Elon Musk Challenged Mercedes’ Parent Company to Invest $10 Billion in Electric Cars

All it took was one tweet.

9. 27. 17 by Kyree Leary
Image by Mercedes-Benz

From $1 Billion to $10 Billion

On September 21, Daimler, the parent company of Mercedes-Benz, announced it was investing $1 billion in electric vehicles, to be produced at a facility in Alabama. While $1 billion is hardly small change, Tesla CEO Elon Musk thought it wasn’t enough. In a tweet shortly after news broke about Daimler’s plans, Musk said the investment was “not a lot of money for a giant like Daimler/Mercedes. Wish they’d do more. Off by a zero.”

According to Business Insider, the Musk has welcomed competition in the past, saying the efforts of competing companies would be an asset to the evolution of transportation. In this context, his response to Daimler’s investment makes sense.

It was only a day later that Daimler tweeted a response of its own, telling Musk he was “absolutely right” before altering their plans. Mercedes is now allocating $10 billion to the development of new electric vehicles, with an additional $1 billion to be spent on battery production. The move must have met Musk’s expectations, as a couple of hours later, he simply tweeted “Good.”

The Competitors

Daimler is already one of the biggest competitors Tesla has to face, and its recent investments will only help improve its position. So far, the company has debuted an electric semi truck and plans to begin customer trials in 2017. While Musk has similar plans in the works, Tesla has yet to fully unveil its own electric, self-driving truck.
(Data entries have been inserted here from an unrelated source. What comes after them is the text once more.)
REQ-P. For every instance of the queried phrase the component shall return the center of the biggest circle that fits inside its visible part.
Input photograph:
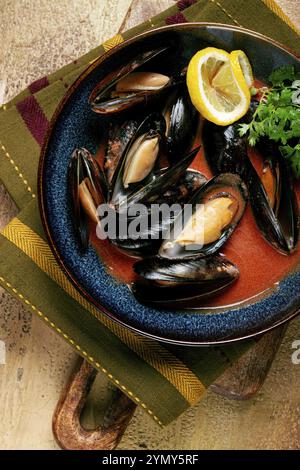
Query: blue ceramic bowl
(75, 125)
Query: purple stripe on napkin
(38, 85)
(34, 118)
(177, 18)
(183, 4)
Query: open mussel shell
(127, 87)
(88, 189)
(155, 223)
(273, 200)
(170, 283)
(225, 151)
(139, 159)
(153, 189)
(208, 220)
(119, 135)
(182, 123)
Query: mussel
(208, 220)
(127, 87)
(156, 220)
(273, 200)
(271, 194)
(88, 189)
(225, 151)
(119, 135)
(174, 283)
(139, 159)
(182, 122)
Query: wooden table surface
(37, 37)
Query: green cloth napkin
(163, 379)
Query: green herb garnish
(278, 115)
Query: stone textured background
(37, 37)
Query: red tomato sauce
(261, 266)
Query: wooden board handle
(67, 429)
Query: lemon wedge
(241, 65)
(217, 86)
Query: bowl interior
(75, 125)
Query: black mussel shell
(277, 216)
(118, 137)
(150, 130)
(84, 169)
(177, 283)
(155, 224)
(154, 188)
(185, 242)
(225, 151)
(184, 189)
(102, 98)
(182, 122)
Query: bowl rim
(41, 194)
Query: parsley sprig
(278, 115)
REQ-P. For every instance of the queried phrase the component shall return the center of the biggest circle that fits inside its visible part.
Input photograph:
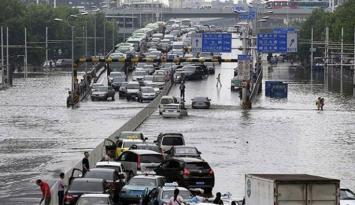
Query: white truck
(290, 189)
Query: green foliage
(343, 17)
(36, 18)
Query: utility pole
(312, 47)
(25, 66)
(7, 57)
(326, 61)
(46, 44)
(341, 59)
(104, 53)
(2, 57)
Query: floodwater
(276, 136)
(40, 137)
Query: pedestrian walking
(218, 199)
(60, 183)
(321, 102)
(46, 192)
(85, 163)
(219, 80)
(176, 199)
(318, 103)
(182, 90)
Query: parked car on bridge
(183, 151)
(138, 187)
(115, 181)
(80, 186)
(132, 90)
(188, 172)
(146, 93)
(162, 195)
(201, 103)
(102, 199)
(103, 93)
(167, 140)
(140, 161)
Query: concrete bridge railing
(131, 125)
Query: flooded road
(39, 136)
(276, 136)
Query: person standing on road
(219, 80)
(60, 183)
(85, 163)
(182, 90)
(218, 199)
(176, 199)
(46, 192)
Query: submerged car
(138, 187)
(201, 103)
(103, 93)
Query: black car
(188, 172)
(146, 146)
(111, 176)
(80, 186)
(183, 151)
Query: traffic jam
(136, 170)
(143, 81)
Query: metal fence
(131, 125)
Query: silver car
(139, 161)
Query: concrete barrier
(131, 125)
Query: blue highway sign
(244, 58)
(272, 43)
(217, 42)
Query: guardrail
(257, 86)
(131, 125)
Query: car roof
(88, 180)
(143, 151)
(188, 159)
(95, 196)
(109, 163)
(147, 176)
(101, 169)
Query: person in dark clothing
(182, 90)
(60, 183)
(85, 163)
(218, 199)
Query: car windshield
(159, 78)
(133, 86)
(185, 194)
(185, 151)
(130, 135)
(93, 200)
(140, 73)
(99, 174)
(347, 195)
(118, 168)
(102, 89)
(84, 186)
(197, 165)
(172, 140)
(147, 90)
(142, 182)
(166, 101)
(151, 158)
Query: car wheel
(207, 190)
(130, 175)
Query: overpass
(167, 13)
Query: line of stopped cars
(142, 172)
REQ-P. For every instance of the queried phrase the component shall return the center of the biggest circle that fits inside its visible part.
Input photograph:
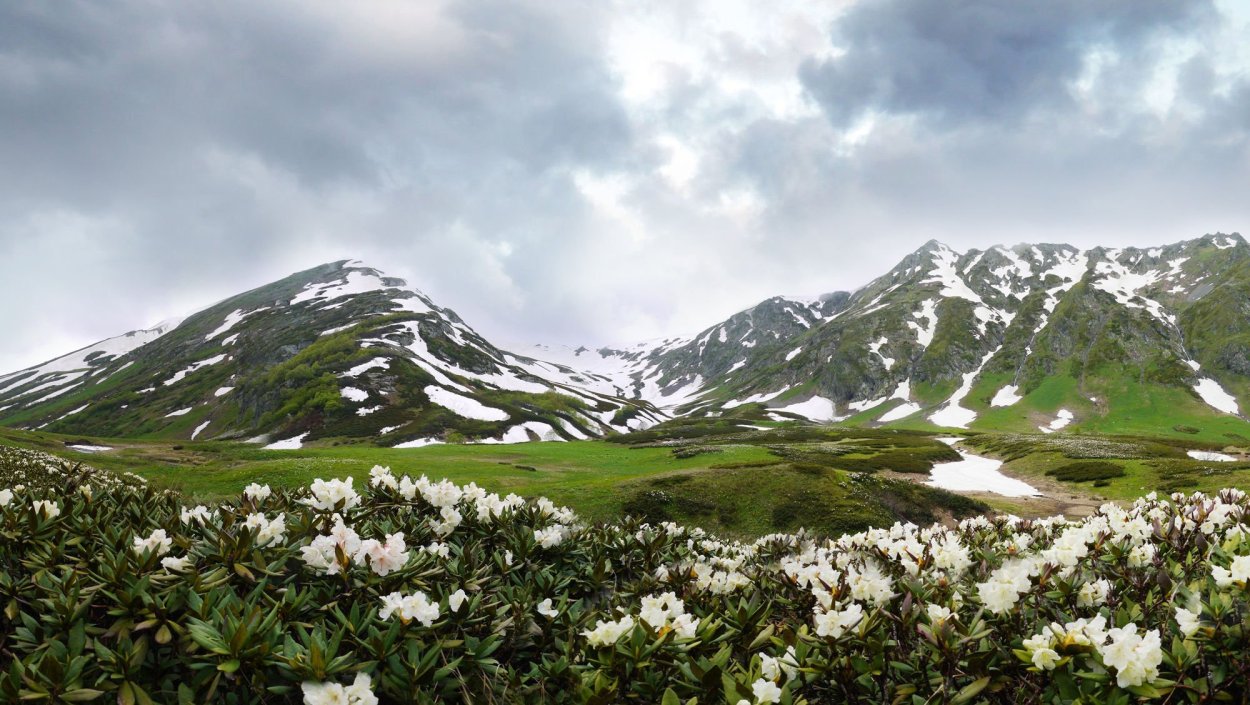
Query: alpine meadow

Back in May, Daimler partnered with Vivint to create a home solar power solution similar to what Tesla offers with the Powerwall and Solar Roofs.
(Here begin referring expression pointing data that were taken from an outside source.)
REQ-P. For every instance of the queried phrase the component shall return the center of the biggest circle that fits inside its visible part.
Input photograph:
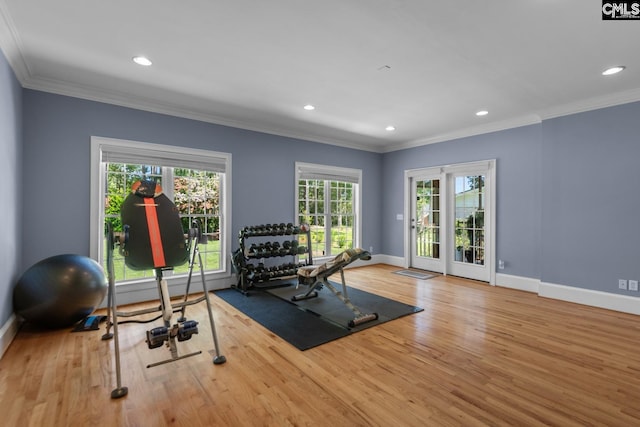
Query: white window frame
(187, 157)
(333, 173)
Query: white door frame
(446, 240)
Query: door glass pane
(469, 220)
(428, 218)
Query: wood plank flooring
(476, 356)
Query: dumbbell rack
(256, 262)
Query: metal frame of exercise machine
(168, 333)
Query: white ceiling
(423, 66)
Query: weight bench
(317, 276)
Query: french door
(451, 219)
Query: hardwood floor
(477, 355)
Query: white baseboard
(8, 333)
(388, 259)
(606, 300)
(609, 301)
(517, 282)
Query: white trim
(8, 333)
(519, 283)
(445, 172)
(609, 301)
(135, 292)
(98, 144)
(335, 171)
(588, 297)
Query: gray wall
(57, 145)
(518, 210)
(568, 196)
(567, 189)
(591, 198)
(10, 186)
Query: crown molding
(469, 131)
(11, 44)
(609, 100)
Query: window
(196, 181)
(328, 199)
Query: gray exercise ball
(59, 291)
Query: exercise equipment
(248, 260)
(60, 290)
(153, 238)
(317, 276)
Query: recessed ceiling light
(141, 60)
(613, 70)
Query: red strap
(154, 233)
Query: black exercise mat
(309, 323)
(283, 319)
(330, 308)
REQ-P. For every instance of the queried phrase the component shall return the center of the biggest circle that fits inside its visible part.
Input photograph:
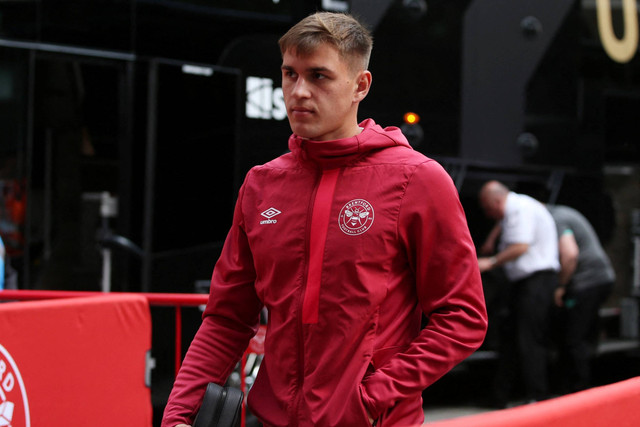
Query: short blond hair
(351, 38)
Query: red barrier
(156, 299)
(611, 405)
(75, 362)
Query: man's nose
(301, 88)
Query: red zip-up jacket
(347, 243)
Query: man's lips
(301, 111)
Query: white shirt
(528, 221)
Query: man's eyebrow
(310, 70)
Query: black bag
(220, 407)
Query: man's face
(322, 94)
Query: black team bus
(128, 125)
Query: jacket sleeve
(230, 320)
(434, 232)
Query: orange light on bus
(411, 118)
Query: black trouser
(525, 336)
(578, 329)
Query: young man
(364, 236)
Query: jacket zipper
(320, 211)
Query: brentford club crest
(14, 407)
(356, 217)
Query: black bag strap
(220, 407)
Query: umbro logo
(269, 214)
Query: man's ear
(363, 84)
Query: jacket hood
(339, 152)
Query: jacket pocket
(382, 355)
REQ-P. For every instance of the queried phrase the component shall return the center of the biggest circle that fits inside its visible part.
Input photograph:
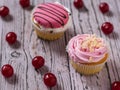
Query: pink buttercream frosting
(51, 15)
(86, 48)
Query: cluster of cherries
(38, 61)
(106, 27)
(7, 70)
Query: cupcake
(50, 20)
(88, 53)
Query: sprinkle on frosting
(51, 15)
(87, 48)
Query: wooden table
(86, 20)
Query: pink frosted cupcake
(88, 53)
(50, 20)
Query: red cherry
(104, 7)
(11, 37)
(24, 3)
(107, 27)
(50, 79)
(4, 11)
(78, 4)
(38, 62)
(7, 70)
(116, 85)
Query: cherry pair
(38, 61)
(4, 10)
(103, 6)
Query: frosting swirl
(86, 48)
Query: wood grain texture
(86, 20)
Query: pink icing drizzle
(51, 15)
(83, 56)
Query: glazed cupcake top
(87, 48)
(50, 15)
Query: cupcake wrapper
(48, 35)
(87, 69)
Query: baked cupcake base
(48, 35)
(91, 68)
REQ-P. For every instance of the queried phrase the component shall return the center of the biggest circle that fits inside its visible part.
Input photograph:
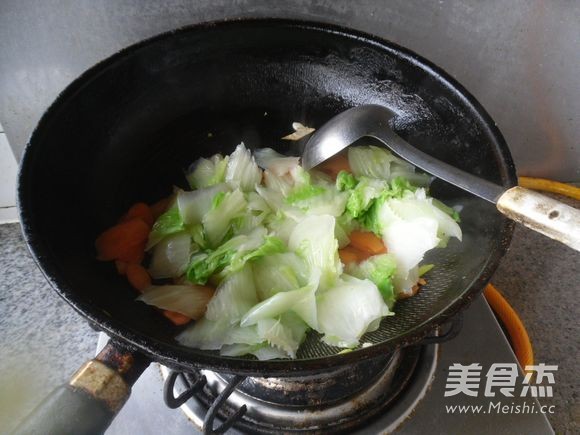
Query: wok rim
(176, 356)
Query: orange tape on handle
(513, 324)
(550, 186)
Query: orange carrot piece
(138, 277)
(121, 267)
(367, 242)
(124, 241)
(134, 254)
(335, 164)
(177, 319)
(160, 207)
(347, 255)
(350, 254)
(139, 210)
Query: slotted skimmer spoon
(537, 212)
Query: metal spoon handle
(538, 212)
(464, 180)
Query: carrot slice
(121, 267)
(335, 164)
(367, 242)
(124, 241)
(350, 254)
(177, 319)
(139, 210)
(160, 207)
(138, 277)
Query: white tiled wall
(8, 169)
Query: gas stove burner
(383, 390)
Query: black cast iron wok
(125, 129)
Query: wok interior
(126, 131)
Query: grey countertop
(43, 340)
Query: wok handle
(91, 399)
(542, 214)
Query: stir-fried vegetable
(287, 251)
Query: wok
(125, 130)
Of course, Daimler isn’t the only company producing and selling electric cars that can compete with Tesla: Nissan’s 2018 Leaf could be a cheaper alternative, Ford is expected to commit to electric cars in the near future, Porsche’s all-electric car will be out by 2019, and Volkswagen plans to become the leading electric car maker by 2025. If Tesla wants competition, it’s going to get it, and we can only hope it promotes the kind of healthy competition that benefits everyone.